To jedna z dwóch katastrof amerykańskiego programu wahadłowców i trzecia utrata załogi w historii lotów kosmicznych w USA. 1. lutego 2003 roku misja STS-107, którą wykonywał prom kosmiczny Columbia, zmierzała ku końcowi. Siedmioosobowa załoga za kilkanaście minut miała wylądować na przylądku Canaveral na Florydzie. Nigdy tam jednak nie dotarli. Prom rozpadł się podczas wejścia w atmosferę nad południową częścią USA.
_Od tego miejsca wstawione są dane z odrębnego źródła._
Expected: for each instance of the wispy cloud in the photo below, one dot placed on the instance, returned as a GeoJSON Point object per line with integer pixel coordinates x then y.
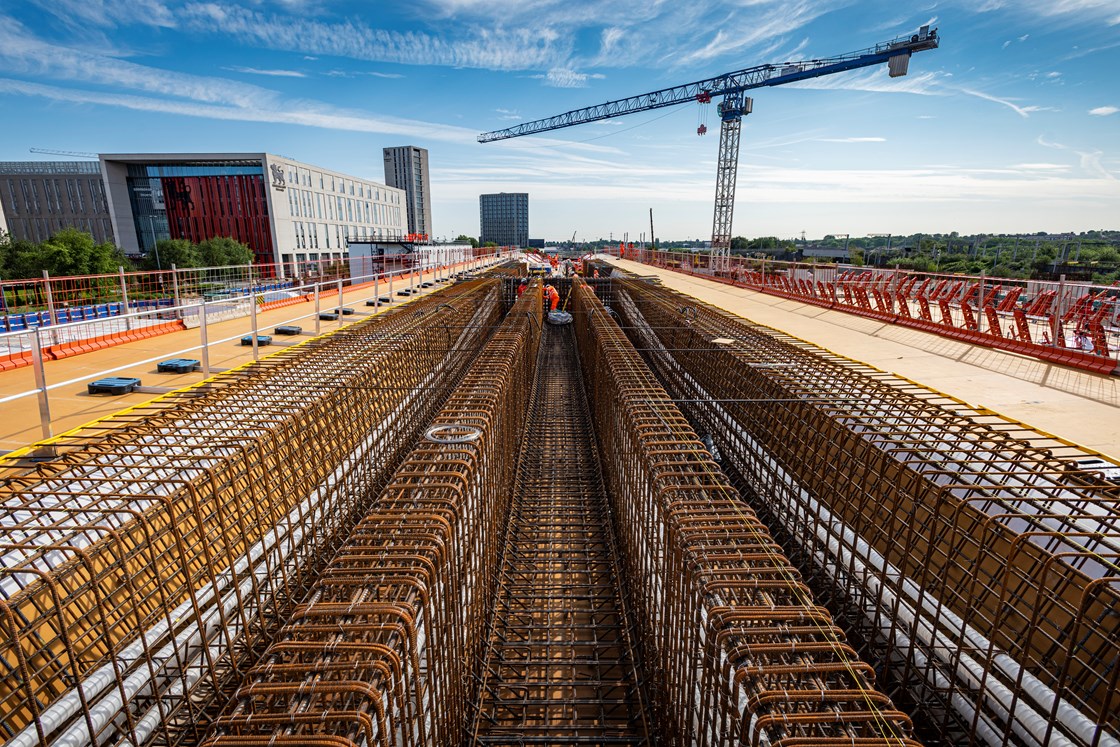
{"type": "Point", "coordinates": [1022, 111]}
{"type": "Point", "coordinates": [21, 53]}
{"type": "Point", "coordinates": [254, 71]}
{"type": "Point", "coordinates": [307, 113]}
{"type": "Point", "coordinates": [339, 73]}
{"type": "Point", "coordinates": [559, 77]}
{"type": "Point", "coordinates": [109, 13]}
{"type": "Point", "coordinates": [878, 81]}
{"type": "Point", "coordinates": [744, 30]}
{"type": "Point", "coordinates": [491, 48]}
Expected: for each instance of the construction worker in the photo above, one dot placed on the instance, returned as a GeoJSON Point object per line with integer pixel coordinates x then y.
{"type": "Point", "coordinates": [552, 297]}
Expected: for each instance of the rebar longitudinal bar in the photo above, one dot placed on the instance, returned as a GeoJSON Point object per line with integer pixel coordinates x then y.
{"type": "Point", "coordinates": [738, 652]}
{"type": "Point", "coordinates": [145, 565]}
{"type": "Point", "coordinates": [383, 649]}
{"type": "Point", "coordinates": [979, 568]}
{"type": "Point", "coordinates": [560, 666]}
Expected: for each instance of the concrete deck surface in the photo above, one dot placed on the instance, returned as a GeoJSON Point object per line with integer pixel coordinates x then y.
{"type": "Point", "coordinates": [72, 405]}
{"type": "Point", "coordinates": [1073, 404]}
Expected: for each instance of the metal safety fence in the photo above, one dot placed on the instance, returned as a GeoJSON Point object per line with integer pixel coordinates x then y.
{"type": "Point", "coordinates": [1071, 323]}
{"type": "Point", "coordinates": [149, 556]}
{"type": "Point", "coordinates": [737, 650]}
{"type": "Point", "coordinates": [381, 652]}
{"type": "Point", "coordinates": [974, 560]}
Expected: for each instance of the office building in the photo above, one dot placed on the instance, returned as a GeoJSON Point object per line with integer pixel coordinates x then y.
{"type": "Point", "coordinates": [286, 211]}
{"type": "Point", "coordinates": [504, 218]}
{"type": "Point", "coordinates": [40, 198]}
{"type": "Point", "coordinates": [407, 168]}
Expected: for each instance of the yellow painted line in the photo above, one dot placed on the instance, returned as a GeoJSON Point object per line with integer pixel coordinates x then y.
{"type": "Point", "coordinates": [18, 454]}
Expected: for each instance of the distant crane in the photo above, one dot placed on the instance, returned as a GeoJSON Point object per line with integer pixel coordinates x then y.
{"type": "Point", "coordinates": [73, 153]}
{"type": "Point", "coordinates": [734, 106]}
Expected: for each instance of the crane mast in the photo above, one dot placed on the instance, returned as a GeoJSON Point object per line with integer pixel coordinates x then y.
{"type": "Point", "coordinates": [731, 86]}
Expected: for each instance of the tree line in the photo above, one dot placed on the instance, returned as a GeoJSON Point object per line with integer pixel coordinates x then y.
{"type": "Point", "coordinates": [73, 252]}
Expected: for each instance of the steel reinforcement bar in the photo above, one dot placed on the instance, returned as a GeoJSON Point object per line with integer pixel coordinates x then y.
{"type": "Point", "coordinates": [737, 652]}
{"type": "Point", "coordinates": [149, 560]}
{"type": "Point", "coordinates": [383, 650]}
{"type": "Point", "coordinates": [560, 665]}
{"type": "Point", "coordinates": [979, 569]}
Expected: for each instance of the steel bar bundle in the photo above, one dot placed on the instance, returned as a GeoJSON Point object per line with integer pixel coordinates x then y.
{"type": "Point", "coordinates": [146, 563]}
{"type": "Point", "coordinates": [979, 568]}
{"type": "Point", "coordinates": [561, 665]}
{"type": "Point", "coordinates": [736, 649]}
{"type": "Point", "coordinates": [382, 650]}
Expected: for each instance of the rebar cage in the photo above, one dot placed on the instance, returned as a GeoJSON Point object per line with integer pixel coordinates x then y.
{"type": "Point", "coordinates": [150, 558]}
{"type": "Point", "coordinates": [976, 566]}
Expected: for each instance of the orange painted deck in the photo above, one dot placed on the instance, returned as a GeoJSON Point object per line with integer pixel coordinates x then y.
{"type": "Point", "coordinates": [1072, 404]}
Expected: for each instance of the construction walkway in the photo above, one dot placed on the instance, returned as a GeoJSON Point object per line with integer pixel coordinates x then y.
{"type": "Point", "coordinates": [1072, 404]}
{"type": "Point", "coordinates": [73, 405]}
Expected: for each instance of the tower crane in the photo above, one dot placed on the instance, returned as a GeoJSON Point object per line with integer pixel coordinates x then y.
{"type": "Point", "coordinates": [735, 104]}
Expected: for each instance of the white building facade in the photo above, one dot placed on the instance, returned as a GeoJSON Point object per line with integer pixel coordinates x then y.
{"type": "Point", "coordinates": [288, 212]}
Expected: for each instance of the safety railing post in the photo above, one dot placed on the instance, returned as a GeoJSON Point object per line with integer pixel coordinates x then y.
{"type": "Point", "coordinates": [40, 383]}
{"type": "Point", "coordinates": [175, 289]}
{"type": "Point", "coordinates": [124, 299]}
{"type": "Point", "coordinates": [203, 338]}
{"type": "Point", "coordinates": [317, 309]}
{"type": "Point", "coordinates": [50, 298]}
{"type": "Point", "coordinates": [252, 315]}
{"type": "Point", "coordinates": [1056, 334]}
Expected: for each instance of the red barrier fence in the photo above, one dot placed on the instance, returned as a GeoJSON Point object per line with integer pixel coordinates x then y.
{"type": "Point", "coordinates": [1071, 324]}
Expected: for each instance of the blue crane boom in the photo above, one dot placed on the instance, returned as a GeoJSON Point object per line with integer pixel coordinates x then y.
{"type": "Point", "coordinates": [731, 86]}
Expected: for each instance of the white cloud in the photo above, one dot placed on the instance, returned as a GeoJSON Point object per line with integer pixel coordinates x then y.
{"type": "Point", "coordinates": [878, 81]}
{"type": "Point", "coordinates": [307, 113]}
{"type": "Point", "coordinates": [491, 48]}
{"type": "Point", "coordinates": [1067, 10]}
{"type": "Point", "coordinates": [254, 71]}
{"type": "Point", "coordinates": [1022, 111]}
{"type": "Point", "coordinates": [559, 77]}
{"type": "Point", "coordinates": [109, 13]}
{"type": "Point", "coordinates": [24, 54]}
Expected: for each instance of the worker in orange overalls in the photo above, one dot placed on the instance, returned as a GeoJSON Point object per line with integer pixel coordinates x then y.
{"type": "Point", "coordinates": [552, 297]}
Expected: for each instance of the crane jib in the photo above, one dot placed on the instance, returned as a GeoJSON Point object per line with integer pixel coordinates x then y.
{"type": "Point", "coordinates": [729, 83]}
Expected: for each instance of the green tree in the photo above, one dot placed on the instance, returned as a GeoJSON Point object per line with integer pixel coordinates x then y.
{"type": "Point", "coordinates": [223, 251]}
{"type": "Point", "coordinates": [179, 252]}
{"type": "Point", "coordinates": [68, 252]}
{"type": "Point", "coordinates": [72, 252]}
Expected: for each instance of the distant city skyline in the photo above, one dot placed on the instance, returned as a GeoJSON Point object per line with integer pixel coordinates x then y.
{"type": "Point", "coordinates": [1011, 127]}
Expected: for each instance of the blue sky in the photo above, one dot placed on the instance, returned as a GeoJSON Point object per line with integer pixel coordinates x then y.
{"type": "Point", "coordinates": [1013, 124]}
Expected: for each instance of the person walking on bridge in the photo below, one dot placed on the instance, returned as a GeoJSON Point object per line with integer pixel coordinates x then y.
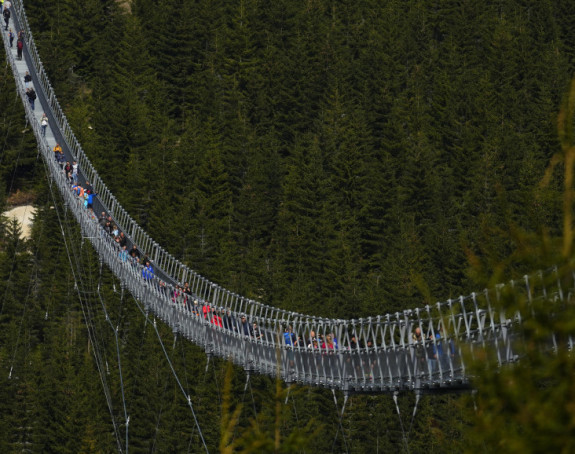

Był poranek, 1. lutego 2003 roku. Prom kosmiczny Columbia, wraz z siedmioosobową załogą, przecinał górne partie ziemskiej atmosfery. Do lądowania zostało jeszcze kilkanaście minut, gdy pojawiły się pierwsze problemy. Ostatecznie prom rozpada się nad Teksasem, kwadrans przed planowanym lądowaniem. Zginęła cała załoga. Zdarzenie to przyczyniło się do podjęcia decyzji o zakończeniu eksploatacji promów kosmicznych i opracowania nowego systemu do lotów załogowych.

Powstanie wahadłowców

Już pod koniec lat ’60 XX wieku, a więc w okresie programu Apollo, NASA szukała rozwiązania, pozwalającego na tanie i częste loty w kosmos większych załóg. Plan obejmował nie tylko budowę stacji orbitalnej, ale i dalszą eksplorację i później kolonizację Księżyca. W perspektywie była także misja załogowa na Marsa, czy przelot w pobliżu Wenus. Aby tego dokonać, konieczne było wykorzystanie statków kosmicznych wielokrotnego użytku. Kongres stopniowo ograniczał finansowanie programu załogowych lotów księżycowych, przez co ambitny plan eksploracji Srebrnego Globu zakończył się na misji Apollo 17. Zamiast tego, nowa administracja rządowa wolała skupić się na opanowaniu niskiej orbity Ziemi, a także, mniej oficjalnie, na szpiegowaniu Rosjan.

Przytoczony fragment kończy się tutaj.